The Woman Who Ran




A masterly director from South Korea is at last revealed at his peak.

Woman Who Ran, The 

In 2013, Hong Sangsoo's film Nobody's Daughter Haewon was released here and I did not take to it at all. Consequently, I approached this latest work of his hesitantly even though one critic who admired Hong had declared back then that the wrong film had been chosen to introduce him to British audiences unfamiliar with his work through titles screened at the London Film Festival. In the circumstances, The Woman Who Ran is for me a revelation because it is a full achieved masterpiece that speaks in a manner that is entirely its own. It is also a work that is perfectly cast and flawlessly played. Being somewhat minimalistic in tone, it is not a film that will appeal to everyone, but if you can get on its wavelength it emerges as one of the very best films of 2020.


The Woman Who Ran is a film that eavesdrops on life and does so from a female perspective which, so far as I can judge, is utterly persuasive despite the fact that Hong is working from his own screenplay. We are invited to spend time with Gamhee (Kim Minhee) as she visits three friends. Married for five years to a man so devoted that he has been by her side throughout but who is currently away on a business trip, she now has time on her own for once. The opening scene shows her driving into the countryside to see a friend (Seo Younghwa) who is divorced and living with a female room-mate (Lee Eunmi) who cooks for both of them. Female small talk between these three - so important to the film and so effortlessly caught - becomes a feature of this first section of the film which also includes an hilarious exchange with a new neighbour who wants them to stop feeding cats that are upsetting his wife.


The two subsequent segments find Gamhee in Seoul. In the first of these she calls on Suyoung (Song Seonmi), an unmarried woman who talks of having fun but has found men unreliable and is uncertain about her future. Her third meeting appears to be by chance when, visiting a cinema and its adjoining café, she encounters an old friend named Woojin (Kim Saebyuk). In finding a husband for herself Woojin had stolen him away from a relationship with Gamhee and now takes this opportunity to apologise.

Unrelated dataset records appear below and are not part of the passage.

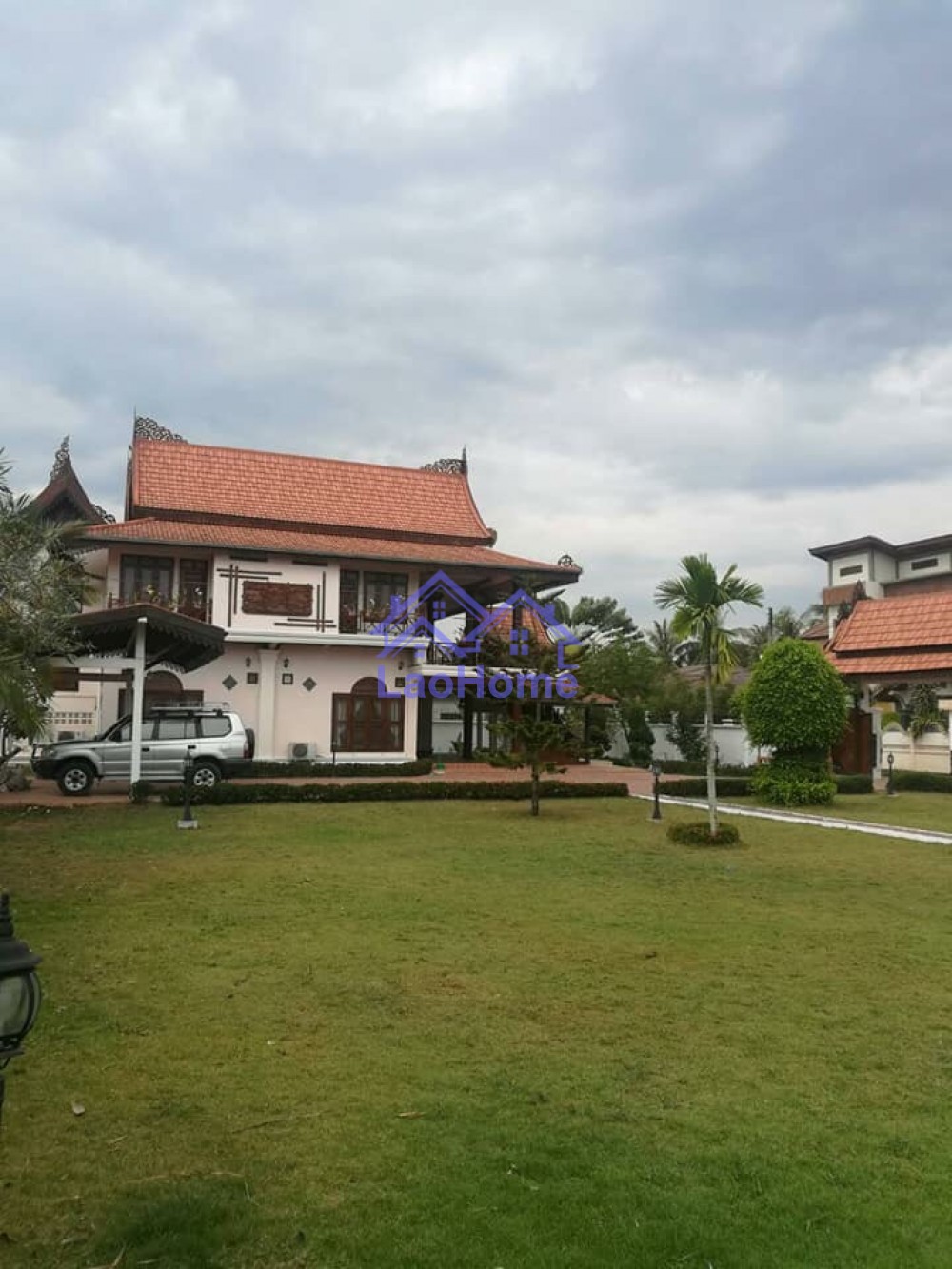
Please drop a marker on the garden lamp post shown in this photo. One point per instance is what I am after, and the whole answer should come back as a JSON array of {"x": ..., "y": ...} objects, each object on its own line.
[
  {"x": 655, "y": 773},
  {"x": 19, "y": 991},
  {"x": 188, "y": 774}
]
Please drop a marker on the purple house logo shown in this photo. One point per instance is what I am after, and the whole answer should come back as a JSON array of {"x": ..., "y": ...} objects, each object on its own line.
[{"x": 411, "y": 624}]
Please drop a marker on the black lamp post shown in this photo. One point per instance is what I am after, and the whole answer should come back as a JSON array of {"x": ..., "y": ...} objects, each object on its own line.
[
  {"x": 19, "y": 991},
  {"x": 188, "y": 777}
]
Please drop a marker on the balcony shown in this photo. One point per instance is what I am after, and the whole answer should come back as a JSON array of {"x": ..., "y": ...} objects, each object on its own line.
[
  {"x": 354, "y": 621},
  {"x": 188, "y": 603}
]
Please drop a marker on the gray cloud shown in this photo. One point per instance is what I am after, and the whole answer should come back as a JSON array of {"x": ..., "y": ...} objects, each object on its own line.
[{"x": 680, "y": 278}]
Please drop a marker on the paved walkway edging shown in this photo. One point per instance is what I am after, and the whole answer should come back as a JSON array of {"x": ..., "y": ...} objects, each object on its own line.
[{"x": 818, "y": 822}]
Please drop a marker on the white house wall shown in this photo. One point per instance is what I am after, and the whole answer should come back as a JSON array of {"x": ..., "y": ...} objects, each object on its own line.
[
  {"x": 282, "y": 713},
  {"x": 942, "y": 565}
]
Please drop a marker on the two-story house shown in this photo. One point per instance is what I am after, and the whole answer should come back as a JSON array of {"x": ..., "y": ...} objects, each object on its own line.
[
  {"x": 889, "y": 627},
  {"x": 297, "y": 560}
]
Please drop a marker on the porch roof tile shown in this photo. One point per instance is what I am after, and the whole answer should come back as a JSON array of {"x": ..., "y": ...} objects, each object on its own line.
[
  {"x": 897, "y": 625},
  {"x": 193, "y": 481},
  {"x": 190, "y": 533}
]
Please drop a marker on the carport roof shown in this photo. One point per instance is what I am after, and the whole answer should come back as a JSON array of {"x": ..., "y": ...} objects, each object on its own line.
[{"x": 171, "y": 639}]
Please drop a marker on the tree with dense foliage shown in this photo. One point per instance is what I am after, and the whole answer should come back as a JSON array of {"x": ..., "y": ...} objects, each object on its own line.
[
  {"x": 701, "y": 601},
  {"x": 923, "y": 712},
  {"x": 41, "y": 590},
  {"x": 532, "y": 740},
  {"x": 798, "y": 704}
]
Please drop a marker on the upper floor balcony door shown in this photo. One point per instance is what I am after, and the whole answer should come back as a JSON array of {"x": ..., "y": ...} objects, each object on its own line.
[
  {"x": 181, "y": 585},
  {"x": 367, "y": 598}
]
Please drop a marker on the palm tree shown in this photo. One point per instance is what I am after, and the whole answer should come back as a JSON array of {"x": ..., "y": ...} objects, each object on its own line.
[{"x": 701, "y": 601}]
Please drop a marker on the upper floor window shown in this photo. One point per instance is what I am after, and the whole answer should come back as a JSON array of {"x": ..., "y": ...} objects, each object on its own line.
[{"x": 144, "y": 578}]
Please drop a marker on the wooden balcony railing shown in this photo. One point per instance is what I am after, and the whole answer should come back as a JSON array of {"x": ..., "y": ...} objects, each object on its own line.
[{"x": 187, "y": 603}]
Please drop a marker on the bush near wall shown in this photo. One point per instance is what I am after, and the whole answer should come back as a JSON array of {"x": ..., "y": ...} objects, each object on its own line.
[
  {"x": 696, "y": 785},
  {"x": 796, "y": 780},
  {"x": 700, "y": 835},
  {"x": 388, "y": 791},
  {"x": 258, "y": 769},
  {"x": 922, "y": 782},
  {"x": 681, "y": 766},
  {"x": 853, "y": 783},
  {"x": 734, "y": 785}
]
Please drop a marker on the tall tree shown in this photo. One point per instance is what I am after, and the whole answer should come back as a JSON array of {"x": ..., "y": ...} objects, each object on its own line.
[
  {"x": 41, "y": 590},
  {"x": 663, "y": 643},
  {"x": 701, "y": 601}
]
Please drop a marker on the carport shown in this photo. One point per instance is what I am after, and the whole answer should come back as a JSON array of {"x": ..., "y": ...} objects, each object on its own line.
[{"x": 139, "y": 637}]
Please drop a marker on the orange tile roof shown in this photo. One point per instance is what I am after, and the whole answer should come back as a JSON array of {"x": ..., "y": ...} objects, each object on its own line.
[
  {"x": 897, "y": 625},
  {"x": 893, "y": 664},
  {"x": 531, "y": 621},
  {"x": 170, "y": 479},
  {"x": 299, "y": 542},
  {"x": 912, "y": 635}
]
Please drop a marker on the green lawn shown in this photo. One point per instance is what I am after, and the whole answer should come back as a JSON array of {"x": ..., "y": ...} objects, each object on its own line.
[
  {"x": 456, "y": 1037},
  {"x": 910, "y": 810},
  {"x": 902, "y": 810}
]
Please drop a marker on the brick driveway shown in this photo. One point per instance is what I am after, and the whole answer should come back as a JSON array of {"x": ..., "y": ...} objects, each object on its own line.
[{"x": 116, "y": 792}]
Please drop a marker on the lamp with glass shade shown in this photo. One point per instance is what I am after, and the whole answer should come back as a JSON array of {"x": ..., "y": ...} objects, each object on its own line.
[{"x": 19, "y": 991}]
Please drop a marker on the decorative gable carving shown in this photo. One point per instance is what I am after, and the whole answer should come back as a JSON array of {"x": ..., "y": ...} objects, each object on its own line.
[{"x": 277, "y": 598}]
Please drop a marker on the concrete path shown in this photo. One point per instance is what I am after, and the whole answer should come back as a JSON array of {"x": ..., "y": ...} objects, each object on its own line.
[{"x": 815, "y": 822}]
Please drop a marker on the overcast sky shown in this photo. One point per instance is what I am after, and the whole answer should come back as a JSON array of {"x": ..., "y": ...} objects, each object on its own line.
[{"x": 677, "y": 273}]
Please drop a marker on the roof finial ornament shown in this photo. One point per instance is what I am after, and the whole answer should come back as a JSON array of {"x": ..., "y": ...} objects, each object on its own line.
[
  {"x": 148, "y": 429},
  {"x": 61, "y": 458},
  {"x": 447, "y": 466}
]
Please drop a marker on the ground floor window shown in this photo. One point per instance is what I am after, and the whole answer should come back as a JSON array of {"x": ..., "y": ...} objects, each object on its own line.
[{"x": 365, "y": 724}]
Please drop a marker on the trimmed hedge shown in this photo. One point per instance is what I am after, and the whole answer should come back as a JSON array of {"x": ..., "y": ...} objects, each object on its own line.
[
  {"x": 922, "y": 782},
  {"x": 727, "y": 785},
  {"x": 737, "y": 785},
  {"x": 699, "y": 834},
  {"x": 853, "y": 783},
  {"x": 388, "y": 791},
  {"x": 257, "y": 769},
  {"x": 681, "y": 766}
]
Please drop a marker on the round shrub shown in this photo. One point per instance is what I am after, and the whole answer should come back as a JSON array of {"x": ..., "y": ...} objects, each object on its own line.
[
  {"x": 795, "y": 780},
  {"x": 699, "y": 834},
  {"x": 795, "y": 700}
]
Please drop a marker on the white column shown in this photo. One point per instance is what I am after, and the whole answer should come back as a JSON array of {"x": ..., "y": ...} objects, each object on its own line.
[
  {"x": 139, "y": 684},
  {"x": 267, "y": 674}
]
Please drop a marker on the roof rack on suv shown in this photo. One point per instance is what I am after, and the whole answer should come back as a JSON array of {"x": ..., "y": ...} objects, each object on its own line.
[{"x": 206, "y": 707}]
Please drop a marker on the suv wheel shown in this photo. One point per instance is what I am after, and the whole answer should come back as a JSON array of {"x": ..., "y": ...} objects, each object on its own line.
[
  {"x": 75, "y": 780},
  {"x": 205, "y": 774}
]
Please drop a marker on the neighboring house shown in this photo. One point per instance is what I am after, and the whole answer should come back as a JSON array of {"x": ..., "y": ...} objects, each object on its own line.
[
  {"x": 874, "y": 568},
  {"x": 889, "y": 624},
  {"x": 299, "y": 560}
]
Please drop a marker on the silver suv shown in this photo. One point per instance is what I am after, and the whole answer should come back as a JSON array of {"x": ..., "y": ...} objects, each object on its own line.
[{"x": 213, "y": 735}]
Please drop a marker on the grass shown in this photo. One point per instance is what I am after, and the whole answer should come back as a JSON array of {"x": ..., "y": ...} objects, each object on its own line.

The Woman Who Ran is a film filled by talk rather than by events, but Hong's restrained and stylish direction, often favouring static shots and rendering the rare close-up compelling, encourages the audience to speculate. Of the women we see, each one is in a contrasted relationship. Two are married, one to a faithful but possibly suffocating man, another to a celebrity intent on courting popularity. As for the unmarried state that is satisfying in the case of the divorcee but problematic for Suyoung, the woman who has never achieved it. Which of these is happy and which mode of life has the greatest value? The Woman Who Ran lasts for only 77 minutes and seems like a miniature, yet it invites much rewarding thought about life and it is all the stronger for being open and raising questions in preference to offering answers. All the females portrayed are splendidly real and individual, but Gamhee seen throughout the film is its central figure. The final scenes are hers and are quite wonderfully ambiguous in the sense that they encourage every viewer to form their own conclusions about her state of mind.


Original title: Domangchin yeoja.




Cast: Kim Minhee, Seo Youngwha, Lee Eunmi, Song Seonmi, Kim Saebyuk, Shin Seokho, Ha Sunguk, Kwon Haehyo.


Dir Hong Sangsoo, Pro Hong Sangsoo, Screenplay Hong Sangsoo, Ph Kim Sumin, Ed Hong Sangsoo, Music Hong Sangsoo.


Jeonwonsa Film Co-MUBI.
77 mins. South Korea. 2020. Rel: 11 December 2020. Available on Curzon Home Cinema and MUBI. No Cert.